The receipt worth watching is not the 770 percent the Korea-listed stock has run over twelve months, a figure that outpaces even Micron's climb, and not the roughly 20 percent it has given back since June. [3] It is what the cash buys. SK Hynix supplies the majority of the world's high-bandwidth memory, the stacked DRAM that sits beside Nvidia's accelerators, and the proceeds are earmarked for Korean fab construction and ASML's extreme-ultraviolet scanners. [1] The paper reads the listing the way it reads the rest of the AI-capex build-out straining power grids: a supplier converting a memory backlog into physical plant. The tell is the equipment order and the fab plan, not the chart.
The structure of the sale reinforces that reading. This is a new-share issuance — 17.79 million shares created and sold, not existing insiders cashing out — which means the money flows into the company rather than to selling shareholders. [2] A primary raise on this scale is a capital-spending event dressed as a market debut: SK Hynix is not distributing a windfall, it is funding one. Ten receipts to a Korean share, priced near the $165 mark, is the mechanism; the destination is silicon. [1] For U.S. investors the listing also opens a cleaner door to the memory side of the AI trade, which until now they could reach mostly through the Korea exchange or through Micron, SK Hynix's smaller American rival. [3]
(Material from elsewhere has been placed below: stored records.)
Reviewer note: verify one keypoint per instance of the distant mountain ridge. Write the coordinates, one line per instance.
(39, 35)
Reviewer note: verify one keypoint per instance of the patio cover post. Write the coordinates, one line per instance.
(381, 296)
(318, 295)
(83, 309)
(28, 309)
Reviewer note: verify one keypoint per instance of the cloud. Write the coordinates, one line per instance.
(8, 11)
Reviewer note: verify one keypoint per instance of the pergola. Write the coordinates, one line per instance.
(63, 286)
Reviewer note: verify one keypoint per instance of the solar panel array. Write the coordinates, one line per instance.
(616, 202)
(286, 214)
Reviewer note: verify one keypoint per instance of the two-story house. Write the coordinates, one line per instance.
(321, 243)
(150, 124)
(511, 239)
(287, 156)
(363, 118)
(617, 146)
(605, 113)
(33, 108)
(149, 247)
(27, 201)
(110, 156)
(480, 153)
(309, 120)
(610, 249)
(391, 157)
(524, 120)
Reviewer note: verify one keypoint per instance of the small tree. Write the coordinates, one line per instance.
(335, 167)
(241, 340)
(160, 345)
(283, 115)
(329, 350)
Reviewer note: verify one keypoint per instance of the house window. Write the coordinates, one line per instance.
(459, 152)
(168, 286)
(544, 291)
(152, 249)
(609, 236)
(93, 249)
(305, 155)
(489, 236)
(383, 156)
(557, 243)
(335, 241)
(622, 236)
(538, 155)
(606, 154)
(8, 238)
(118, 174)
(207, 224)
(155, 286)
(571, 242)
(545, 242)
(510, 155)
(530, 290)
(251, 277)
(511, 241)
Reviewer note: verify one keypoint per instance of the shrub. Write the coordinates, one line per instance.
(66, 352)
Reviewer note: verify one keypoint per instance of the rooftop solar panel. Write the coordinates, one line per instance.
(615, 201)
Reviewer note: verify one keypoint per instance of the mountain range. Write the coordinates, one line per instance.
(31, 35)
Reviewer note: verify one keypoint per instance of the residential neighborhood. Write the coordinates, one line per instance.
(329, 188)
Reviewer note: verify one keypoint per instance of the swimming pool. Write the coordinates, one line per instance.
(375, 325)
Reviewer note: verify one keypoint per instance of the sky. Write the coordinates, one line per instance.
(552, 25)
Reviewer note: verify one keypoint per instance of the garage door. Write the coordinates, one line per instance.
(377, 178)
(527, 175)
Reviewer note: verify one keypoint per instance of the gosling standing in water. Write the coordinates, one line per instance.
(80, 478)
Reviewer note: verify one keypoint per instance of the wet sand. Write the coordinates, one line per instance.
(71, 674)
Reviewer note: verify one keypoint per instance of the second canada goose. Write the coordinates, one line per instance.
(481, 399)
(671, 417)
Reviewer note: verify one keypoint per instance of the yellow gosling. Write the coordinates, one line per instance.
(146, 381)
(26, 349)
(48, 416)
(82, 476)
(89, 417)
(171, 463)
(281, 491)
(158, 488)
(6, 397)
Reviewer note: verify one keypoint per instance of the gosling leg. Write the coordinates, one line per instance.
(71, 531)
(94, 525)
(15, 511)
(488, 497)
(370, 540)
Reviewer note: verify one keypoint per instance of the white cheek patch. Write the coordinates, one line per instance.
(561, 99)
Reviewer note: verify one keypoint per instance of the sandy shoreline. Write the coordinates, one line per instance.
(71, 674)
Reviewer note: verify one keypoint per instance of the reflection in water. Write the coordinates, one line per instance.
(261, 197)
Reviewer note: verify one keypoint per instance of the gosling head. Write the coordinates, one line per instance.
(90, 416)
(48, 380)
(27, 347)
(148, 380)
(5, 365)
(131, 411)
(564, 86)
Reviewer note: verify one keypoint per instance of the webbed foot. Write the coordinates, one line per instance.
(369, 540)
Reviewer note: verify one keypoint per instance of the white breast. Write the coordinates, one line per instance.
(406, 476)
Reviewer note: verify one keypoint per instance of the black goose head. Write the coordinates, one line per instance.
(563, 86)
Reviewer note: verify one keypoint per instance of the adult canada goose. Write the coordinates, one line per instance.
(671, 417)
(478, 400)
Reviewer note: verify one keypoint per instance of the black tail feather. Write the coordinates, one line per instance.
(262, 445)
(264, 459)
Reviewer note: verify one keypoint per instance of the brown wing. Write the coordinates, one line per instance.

Two questions decide the story after the bell. Whether the receipt prices at or above the roughly $165 midpoint and holds on day one is the cleanest read on AI appetite the market will get this month. And how much of the $29 billion goes to ASML scanners versus poured concrete will show whether SK Hynix is buying capacity or catching up. Until then, the number is a promise. The fab is the proof.